InfoWorld and the Future of the 'Magazine Piece'

Share it on Twitter  
Share it on Facebook  
Share it on Linked in  

When I first read the news that InfoWorld has announced it's closing down its print magazine publication, I can't say that I was surprised. Like everyone in this business, I know that most business tech advertisers want to get their message across online, and most people who do tech for a living prefer to get their information via a Web browser. So, there you have it.


I did, however, want to ask the opinion of someone with a far more personal point of view on InfoWorld's decision to kill its print magazine, so I called up Phil Branon, our president here at IT Business Edge, who was an exec and eventually publisher of InfoWorld during its transition from a print magazine to a Web site.


Phil, who was with InfoWorld from 1994 to '99 and was publisher the last year of his stint there, expressed the nostalgia you'd expect from someone who once worked on a prestigious operation that is now shutting down.


By "nostalgia," I don't mean to say sadness -- more like a simple recognition that what everybody saw coming has happened. Phil, whom I like to refer to as an "ad guy," echoed the sentiments voiced by InfoWorld Editor in Chief Steve Fox in his well-turned letter to readers: Planning for this transition was a long time coming.


Phil told me: "The real point of maintaining it (the print magazine) was to maintain a multi-faceted publishing business for as long as the print business could remain profitable, or most likely, as many of the print editions have found, not lose too much money."


(At this point, it seems appropriate to say that obviously InfoWorld isn't going away as a trusted publishing brand -- click here for a humble comparison that illustrates its presence in our market.)


Phil went on to say that he "applauds" InfoWorld for being the first of the "gang of four" big-name tech magazines -- the others being ComputerWorld, InformationWeek, and PCWeek/eWeek -- to make the inevitable decision to close down their print businesses.


While advertising trends affected the media, InfoWorld's Fox assures readers that they won't affect the message. He writes that the same principles of advertisers not influencing editorial decisions (we editors like to call it "church-and-state") are as much in force on the Web today as they were when InfoWorld was building its print circulation.


While I had him on the phone, I wanted to chat with Phil -- an "ad guy," remember -- about his own impressions of how pressure from advertisers manifests itself in an industry where they know immediately how many views an ad had, how many readers were interested enough to click on that ad and, in many cases, quite a bit of demographic data about those readers.


Phil and I agreed that advertisers have always been "pushy" -- I probably planted that word in the conversation, but he said it, I swear -- in their desire to influence editorial content. It's just human nature.


However, it's also true that in the era of performance-based advertising, most vendors have learned that their marketing dollars are best spent on sites where readers are engaged and finding real value in the content. Phil calls it "live edit" -- I, of course, just call it "edit." Advertorial microsites, with tons of copy provided by the sponsor, have basically gone the way of the dodo.


The pressure now comes in the area of what you write about, more so than what you actually write. Vendors want their ads placed in a narrow context with information about the products or services they are selling, and we at IT Business Edge have, in fact, developed products and site hubs to meet that demand. It's a balancing act, candidly, with more gray area than simply refusing to run a favorable review for payola, which honestly no good-sized publisher would do. We select topics for our own Special Report series, at least in part, based on what we think might be appealing to sponsors.


Other publishers do the same thing. But by and large, we all take extreme care to make sure the editors actually creating the content are unaffected -- in most cases, totally oblivious -- to who may or may not be the advertiser on a bit of edit. Like everybody else, we reported last year that Windows Vista adoption was shaping up to be kinda slow for business, although I'd imagine our sponsor on that special report wasn't happy about the news. I say imagine, because I certainly didn't ask them, since we in editorial have nothing to do with ad sales.

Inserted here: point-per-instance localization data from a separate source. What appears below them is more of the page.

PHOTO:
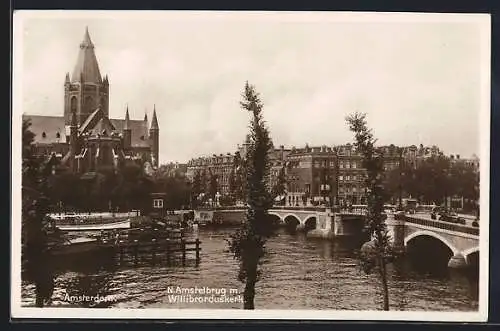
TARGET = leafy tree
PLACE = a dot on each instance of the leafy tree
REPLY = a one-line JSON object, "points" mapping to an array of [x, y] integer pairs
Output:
{"points": [[35, 223], [279, 188], [196, 189], [248, 242], [232, 183], [239, 177], [374, 254], [213, 185]]}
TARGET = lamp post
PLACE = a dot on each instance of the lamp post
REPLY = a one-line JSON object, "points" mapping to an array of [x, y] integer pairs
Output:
{"points": [[217, 199], [336, 169], [400, 184]]}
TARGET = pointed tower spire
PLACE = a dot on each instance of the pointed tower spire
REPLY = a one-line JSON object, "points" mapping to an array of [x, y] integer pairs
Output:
{"points": [[86, 65], [126, 125], [154, 121], [127, 131], [74, 122]]}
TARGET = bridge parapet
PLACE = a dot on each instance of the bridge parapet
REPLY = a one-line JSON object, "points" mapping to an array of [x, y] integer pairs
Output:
{"points": [[442, 225]]}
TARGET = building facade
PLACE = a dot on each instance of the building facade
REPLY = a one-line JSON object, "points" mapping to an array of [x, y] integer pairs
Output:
{"points": [[85, 139]]}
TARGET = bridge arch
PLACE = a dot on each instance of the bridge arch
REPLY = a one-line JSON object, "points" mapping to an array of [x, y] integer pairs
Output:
{"points": [[282, 219], [291, 221], [470, 253], [310, 222], [434, 235]]}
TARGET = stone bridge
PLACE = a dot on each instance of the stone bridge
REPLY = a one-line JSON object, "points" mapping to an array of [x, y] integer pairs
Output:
{"points": [[321, 222], [419, 234]]}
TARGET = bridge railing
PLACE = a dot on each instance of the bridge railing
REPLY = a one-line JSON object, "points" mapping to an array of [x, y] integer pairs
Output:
{"points": [[300, 208], [443, 225]]}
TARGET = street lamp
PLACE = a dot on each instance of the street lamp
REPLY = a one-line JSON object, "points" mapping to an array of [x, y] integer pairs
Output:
{"points": [[336, 169], [400, 184], [217, 199]]}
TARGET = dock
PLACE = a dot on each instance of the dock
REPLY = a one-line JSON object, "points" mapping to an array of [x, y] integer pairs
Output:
{"points": [[145, 245]]}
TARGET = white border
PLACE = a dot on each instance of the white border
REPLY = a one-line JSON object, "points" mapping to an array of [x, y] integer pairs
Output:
{"points": [[484, 23]]}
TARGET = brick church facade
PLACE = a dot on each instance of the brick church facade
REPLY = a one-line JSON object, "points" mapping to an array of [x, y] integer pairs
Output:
{"points": [[85, 139]]}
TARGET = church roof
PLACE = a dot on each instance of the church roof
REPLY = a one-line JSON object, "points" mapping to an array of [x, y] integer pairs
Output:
{"points": [[139, 139], [47, 128], [51, 125], [154, 121], [104, 124], [86, 65]]}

So, I agree with Phil and InfoWorld's Fox that most readers won't see much difference in the content they get online as the old-line print magazines begin to fold. Same ethics, same pressures, and most readers are online already.


The one possible exception I do tend to wonder about is how many lengthy, truly in-depth articles -- we call them "magazine pieces," not coincidentally -- sites will continue to publish when they no longer have a print revenue line to help offset the cost of making this truly expensive content. Most CIOs would scratch their heads over the way publishing networks recognize the expense of content that appears in more than one place -- chargeback, indeed.


Click-through rates on multi-page articles are surprisingly low, and blogs, opinion and short content have become the high-traffic Web delivery model. Obviously, we don't create a lot of "magazine" pieces ourselves at IT Business Edge. Instead, we compare and filter all sorts of content, including "magazine" pieces. As the magazines themselves begin to fold, I am left wondering what publications will step in to provide that authoritative tenor.